I'm with the people who say ALL marriages, straight or gay, should be considered "civil unions," but I can say that because I'm not running for office. You just have to consider the response of Miss "abortion=baby murder" to see the problem with taking a position like that.

Re "times have changed" -- Six years ago, with a razor-close election on the line and nothing close to happening on the gay marriage front, Cantwell had a simply one-word answer to the gay marriage question: "Yes".

Left interviewer Dave Ross with his mouth hagning open. "Do you, uh, do you want to elaborate on that?".

If the 2006 answer is "I support civil unions", it's the art of the possible.

what the fuck does she have against snakes on a plane??? seriously, what crawled up her ass and died?

Ugh. The attitude of those people, "we don't know nuthin', an' we're proud of it!" - one of the reasons I fled that corner of the state as fast as my college scholarship would take me.

Charles, I completely agree w/ you in what should be done. The State stepped in a long time ago, and installed many priveledges with marriage (tax breaks, etc.) Now, if the State can grant those same priveledges to the LGBT crowd, and call it something different, "Civil Unions," then what's the beef?

A Pop Psychology quiz?

Josh, you hit a low point when you compared your self to Walter Cronkhite.

You went lower on this one.


The P-I will never hire you.

The beef is this: Why should law-abiding, tax-paying gay people be second class citizens? Marriage not only has hundreds of special rights associated with it, but it also has a special social class associated with it. Why shouldn't gay people have the same access to those rights and social status?

Comte, the attitude of those people is, I'd reckon, the attitude of the majority of the country. Hence, low voter turnout an out of control government with no accountability. Most people just don't give a crap, or if they do, it's a knee-jerk reaction to something they don't really understand or are ill-informed about.

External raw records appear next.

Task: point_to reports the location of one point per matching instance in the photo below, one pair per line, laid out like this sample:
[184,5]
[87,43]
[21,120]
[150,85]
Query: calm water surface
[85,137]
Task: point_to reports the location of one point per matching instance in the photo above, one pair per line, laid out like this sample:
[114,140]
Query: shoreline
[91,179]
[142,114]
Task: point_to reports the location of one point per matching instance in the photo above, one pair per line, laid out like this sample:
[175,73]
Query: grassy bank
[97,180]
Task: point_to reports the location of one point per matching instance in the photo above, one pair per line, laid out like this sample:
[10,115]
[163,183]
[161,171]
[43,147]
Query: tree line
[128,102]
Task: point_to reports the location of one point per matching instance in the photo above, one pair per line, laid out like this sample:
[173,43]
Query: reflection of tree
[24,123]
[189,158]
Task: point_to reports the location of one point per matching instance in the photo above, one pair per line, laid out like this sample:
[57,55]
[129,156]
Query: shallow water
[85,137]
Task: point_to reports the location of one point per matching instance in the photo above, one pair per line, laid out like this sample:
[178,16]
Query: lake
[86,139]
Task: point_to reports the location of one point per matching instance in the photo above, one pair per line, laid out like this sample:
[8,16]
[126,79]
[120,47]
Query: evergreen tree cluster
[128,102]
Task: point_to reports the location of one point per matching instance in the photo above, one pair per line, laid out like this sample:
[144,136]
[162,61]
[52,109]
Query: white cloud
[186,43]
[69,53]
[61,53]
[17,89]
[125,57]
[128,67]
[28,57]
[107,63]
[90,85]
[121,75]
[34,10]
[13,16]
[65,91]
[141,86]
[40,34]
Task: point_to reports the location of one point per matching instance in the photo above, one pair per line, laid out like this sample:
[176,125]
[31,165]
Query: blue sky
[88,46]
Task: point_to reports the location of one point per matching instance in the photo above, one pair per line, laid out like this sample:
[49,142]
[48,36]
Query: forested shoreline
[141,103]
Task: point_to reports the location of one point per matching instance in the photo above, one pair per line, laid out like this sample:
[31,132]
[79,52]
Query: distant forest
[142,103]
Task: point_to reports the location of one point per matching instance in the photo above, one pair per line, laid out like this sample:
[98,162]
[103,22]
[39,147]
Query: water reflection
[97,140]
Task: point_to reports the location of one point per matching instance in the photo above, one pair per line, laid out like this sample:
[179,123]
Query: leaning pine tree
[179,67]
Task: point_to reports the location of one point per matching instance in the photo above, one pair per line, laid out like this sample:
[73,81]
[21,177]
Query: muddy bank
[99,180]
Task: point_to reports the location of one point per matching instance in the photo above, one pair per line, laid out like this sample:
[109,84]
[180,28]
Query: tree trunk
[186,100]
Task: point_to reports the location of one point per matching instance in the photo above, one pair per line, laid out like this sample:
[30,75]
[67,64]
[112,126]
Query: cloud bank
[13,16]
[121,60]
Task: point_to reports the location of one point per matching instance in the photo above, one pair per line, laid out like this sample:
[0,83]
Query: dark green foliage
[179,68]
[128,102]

More Beef: At best, civil unions could maybe grant all of the rights that marriage grants... within the state of Washington. It would have no bearing beyond the state borders, and would have no effect on any federal laws, including federal tax laws. In they eyes of the federal government and the IRS, my lifelong partner is, and always will be, nothing more than a room mate. Civil unions won't change that. Marriage would.

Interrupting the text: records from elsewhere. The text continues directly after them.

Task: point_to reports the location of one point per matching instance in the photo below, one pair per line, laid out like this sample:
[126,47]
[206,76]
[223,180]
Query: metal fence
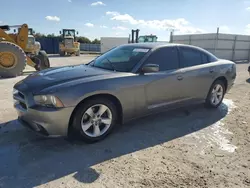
[225,46]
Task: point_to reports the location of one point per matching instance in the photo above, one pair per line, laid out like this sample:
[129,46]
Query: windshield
[121,59]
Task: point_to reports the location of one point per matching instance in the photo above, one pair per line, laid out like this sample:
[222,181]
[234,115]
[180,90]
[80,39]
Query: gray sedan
[125,83]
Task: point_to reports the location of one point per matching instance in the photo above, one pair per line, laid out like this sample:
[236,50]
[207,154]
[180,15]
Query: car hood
[54,76]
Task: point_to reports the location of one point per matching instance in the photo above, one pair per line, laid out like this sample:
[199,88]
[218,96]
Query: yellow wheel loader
[14,55]
[69,46]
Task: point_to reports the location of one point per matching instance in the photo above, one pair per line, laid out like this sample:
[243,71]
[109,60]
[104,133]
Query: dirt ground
[192,147]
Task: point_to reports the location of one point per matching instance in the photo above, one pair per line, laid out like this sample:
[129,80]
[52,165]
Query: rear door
[197,73]
[163,87]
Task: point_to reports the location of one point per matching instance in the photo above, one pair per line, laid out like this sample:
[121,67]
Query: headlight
[48,101]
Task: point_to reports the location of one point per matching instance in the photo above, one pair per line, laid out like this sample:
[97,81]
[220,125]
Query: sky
[116,18]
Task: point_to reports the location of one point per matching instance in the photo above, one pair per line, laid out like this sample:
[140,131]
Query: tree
[96,41]
[84,40]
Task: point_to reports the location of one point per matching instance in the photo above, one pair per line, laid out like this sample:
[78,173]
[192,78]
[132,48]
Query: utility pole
[172,30]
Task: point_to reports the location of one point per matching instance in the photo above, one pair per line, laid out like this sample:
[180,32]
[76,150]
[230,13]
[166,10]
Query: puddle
[216,134]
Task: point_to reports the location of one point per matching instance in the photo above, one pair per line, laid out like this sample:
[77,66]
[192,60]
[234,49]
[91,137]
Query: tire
[209,100]
[21,60]
[78,53]
[80,114]
[42,61]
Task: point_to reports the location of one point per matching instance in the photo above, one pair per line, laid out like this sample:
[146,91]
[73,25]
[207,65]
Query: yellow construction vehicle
[14,54]
[69,46]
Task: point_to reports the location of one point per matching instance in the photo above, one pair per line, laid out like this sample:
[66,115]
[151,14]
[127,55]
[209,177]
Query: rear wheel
[94,120]
[12,60]
[216,94]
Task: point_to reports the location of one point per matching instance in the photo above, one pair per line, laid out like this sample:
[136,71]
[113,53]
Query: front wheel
[94,120]
[216,94]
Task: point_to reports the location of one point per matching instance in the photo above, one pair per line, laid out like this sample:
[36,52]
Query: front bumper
[45,121]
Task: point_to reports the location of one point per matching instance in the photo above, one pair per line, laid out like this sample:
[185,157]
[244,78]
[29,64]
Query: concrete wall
[110,42]
[225,46]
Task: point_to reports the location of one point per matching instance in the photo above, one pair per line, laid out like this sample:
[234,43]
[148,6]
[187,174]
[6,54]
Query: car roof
[154,45]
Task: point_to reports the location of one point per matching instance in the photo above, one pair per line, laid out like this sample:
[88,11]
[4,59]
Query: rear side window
[166,58]
[204,58]
[191,57]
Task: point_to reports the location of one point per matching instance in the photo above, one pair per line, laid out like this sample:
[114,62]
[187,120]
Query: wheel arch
[110,97]
[224,80]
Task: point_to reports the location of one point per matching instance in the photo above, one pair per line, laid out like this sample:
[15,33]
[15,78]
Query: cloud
[103,26]
[89,25]
[181,25]
[97,3]
[112,13]
[224,29]
[52,18]
[120,28]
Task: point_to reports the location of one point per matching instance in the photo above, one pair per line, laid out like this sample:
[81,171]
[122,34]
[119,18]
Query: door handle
[179,77]
[211,70]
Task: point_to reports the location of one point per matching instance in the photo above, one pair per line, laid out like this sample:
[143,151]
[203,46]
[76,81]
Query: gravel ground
[182,148]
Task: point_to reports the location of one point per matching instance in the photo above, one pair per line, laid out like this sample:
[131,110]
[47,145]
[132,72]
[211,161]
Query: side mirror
[149,68]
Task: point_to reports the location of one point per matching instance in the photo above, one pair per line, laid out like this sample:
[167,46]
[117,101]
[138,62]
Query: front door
[163,88]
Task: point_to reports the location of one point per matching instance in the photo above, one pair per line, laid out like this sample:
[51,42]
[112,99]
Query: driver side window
[166,58]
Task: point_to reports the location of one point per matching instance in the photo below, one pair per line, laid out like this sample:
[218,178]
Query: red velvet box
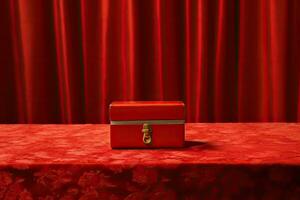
[147,124]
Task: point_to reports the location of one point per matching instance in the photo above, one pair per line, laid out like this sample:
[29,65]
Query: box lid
[146,110]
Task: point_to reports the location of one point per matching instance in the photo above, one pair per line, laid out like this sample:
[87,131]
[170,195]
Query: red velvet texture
[220,161]
[64,61]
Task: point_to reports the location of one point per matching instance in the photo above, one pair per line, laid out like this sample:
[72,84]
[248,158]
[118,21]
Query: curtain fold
[64,61]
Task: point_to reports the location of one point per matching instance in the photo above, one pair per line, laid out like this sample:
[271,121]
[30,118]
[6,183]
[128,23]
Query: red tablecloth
[220,161]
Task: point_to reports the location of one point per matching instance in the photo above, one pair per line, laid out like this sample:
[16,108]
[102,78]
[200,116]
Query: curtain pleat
[65,61]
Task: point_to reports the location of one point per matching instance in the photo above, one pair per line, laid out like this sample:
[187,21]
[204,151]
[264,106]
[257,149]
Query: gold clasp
[147,137]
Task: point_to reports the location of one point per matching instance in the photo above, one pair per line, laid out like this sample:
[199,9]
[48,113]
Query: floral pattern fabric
[220,161]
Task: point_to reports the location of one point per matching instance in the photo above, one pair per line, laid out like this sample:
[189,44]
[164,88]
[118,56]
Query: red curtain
[64,61]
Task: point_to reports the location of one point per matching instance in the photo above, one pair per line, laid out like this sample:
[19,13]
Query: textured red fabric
[220,161]
[64,61]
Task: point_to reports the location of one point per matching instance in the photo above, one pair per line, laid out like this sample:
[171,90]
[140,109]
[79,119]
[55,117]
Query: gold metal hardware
[147,134]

Red State types that work at hamburger shacks in Easter Washington are idiots. If they're not tweekers, their neighbors are.
Seattle is an island of educated, cultured people sorrounded by red state rednecks.

Christians won't let women get abortions, and Jews believe god wants Rabbis to suck the blood of baby cocks. All religion is a farce.

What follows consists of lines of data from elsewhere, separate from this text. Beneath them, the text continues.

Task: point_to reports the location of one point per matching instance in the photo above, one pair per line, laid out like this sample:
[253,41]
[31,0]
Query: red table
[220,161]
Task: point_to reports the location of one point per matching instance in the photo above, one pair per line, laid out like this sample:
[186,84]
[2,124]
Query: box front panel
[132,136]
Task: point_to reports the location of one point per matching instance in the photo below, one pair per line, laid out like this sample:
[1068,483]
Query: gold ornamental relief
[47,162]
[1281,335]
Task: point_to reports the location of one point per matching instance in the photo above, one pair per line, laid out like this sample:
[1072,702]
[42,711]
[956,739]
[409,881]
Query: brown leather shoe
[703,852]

But even New York Public health can't stop religious idiots -

http://www.nyc.gov/html/doh/html/std/std-bris.shtml

Can'twell will be at the Tractor Tavern tonite for a fund-raiser.

It's tonight? Dang, got an exec board meeting ...

DOMA means that individual state gay-marriage doesn't give any of the federal rights and privileges. No gay couple, married or not, can jointly file a federal income tax return, or be officially recognized by any federal government branch.